In 2008, Strickland co-wrote Johan Bruyneel's book We Might As Well Win, an account of Bruyneel's experiences as a professional cyclist and team director for, most notably, Lance Armstrong and Alberto Contador. Describing the book, cycling champion Eddy Merckx said, "In a sport where even the greatest riders and teams lose much more often than they win, Johan Bruyneel has carved out a remarkable record of victory as a team director—and his honest, behind-the-scenes stories show the way to success in cycling and in life itself."

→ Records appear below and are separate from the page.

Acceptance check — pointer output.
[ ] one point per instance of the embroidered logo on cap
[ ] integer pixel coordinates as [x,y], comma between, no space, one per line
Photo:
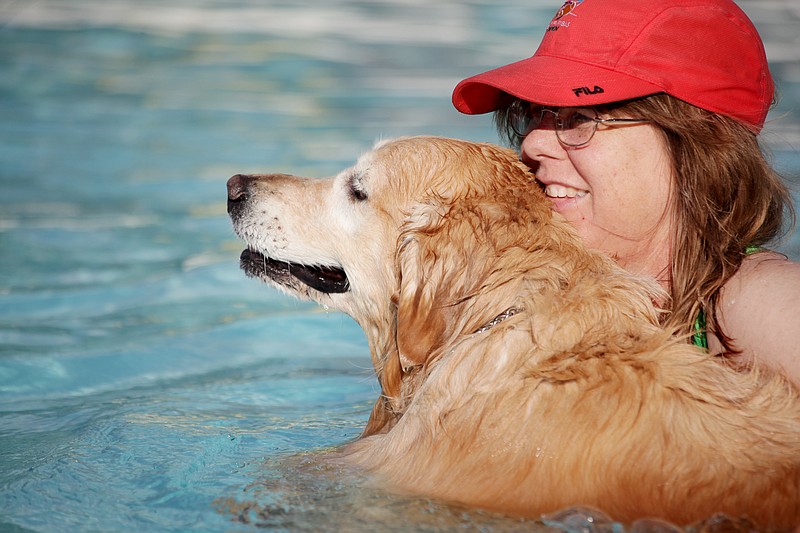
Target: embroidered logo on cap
[568,8]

Tour de Lance, published in 2010 in hardcover and in 2011 in paperback, depicts Lance Armstrong's return to professional cycling and subsequent attempt to win the Tour de France in 2009. The account was deemed "polarizing," in an Associated Press review, which explained that, "Fans believe he’s capable of performing miracles on two wheels while detractors are certain he doped his way to seven consecutive victories in the world’s toughest bike race. This book isn't likely to sway either side." Texas Monthly noted that "The 45-year-old Strickland tries to be objective; he describes the Armstrong he met in 1994 as “an ignorant, gutsy, mouthy, and unpredictable kid.” But he also admits that he once owned an autographed Lance Armstrong lunchbox. Still, Strickland’s breezy style and insider knowledge produce high drama, low humor (who knew Tour riders sometimes stop en masse for a communal “arrêt pipi”), and a mind-boggling primer on pro cycling’s Machiavellian gamesmanship (though the book was printed too early to include a discussion of the doping accusations against Armstrong that surfaced last month)." In a starred review, Booklist termed the book, "An irresistible account of a story that needed telling." Daniel Coyle, author of Lance Armstrong's War, said, "Talent, willpower, and smarts to burn—the words apply equally well to Bill Strickland and his famous subject. Tour de Lance is sure to be the definitive inside account of one of the great sporting comebacks of all time."

==Awards==
"The Escape," the December, 2011, edition of his monthly Bicycling magazine column The Pursuit, was named a Notable story by The Best American Sports Writing.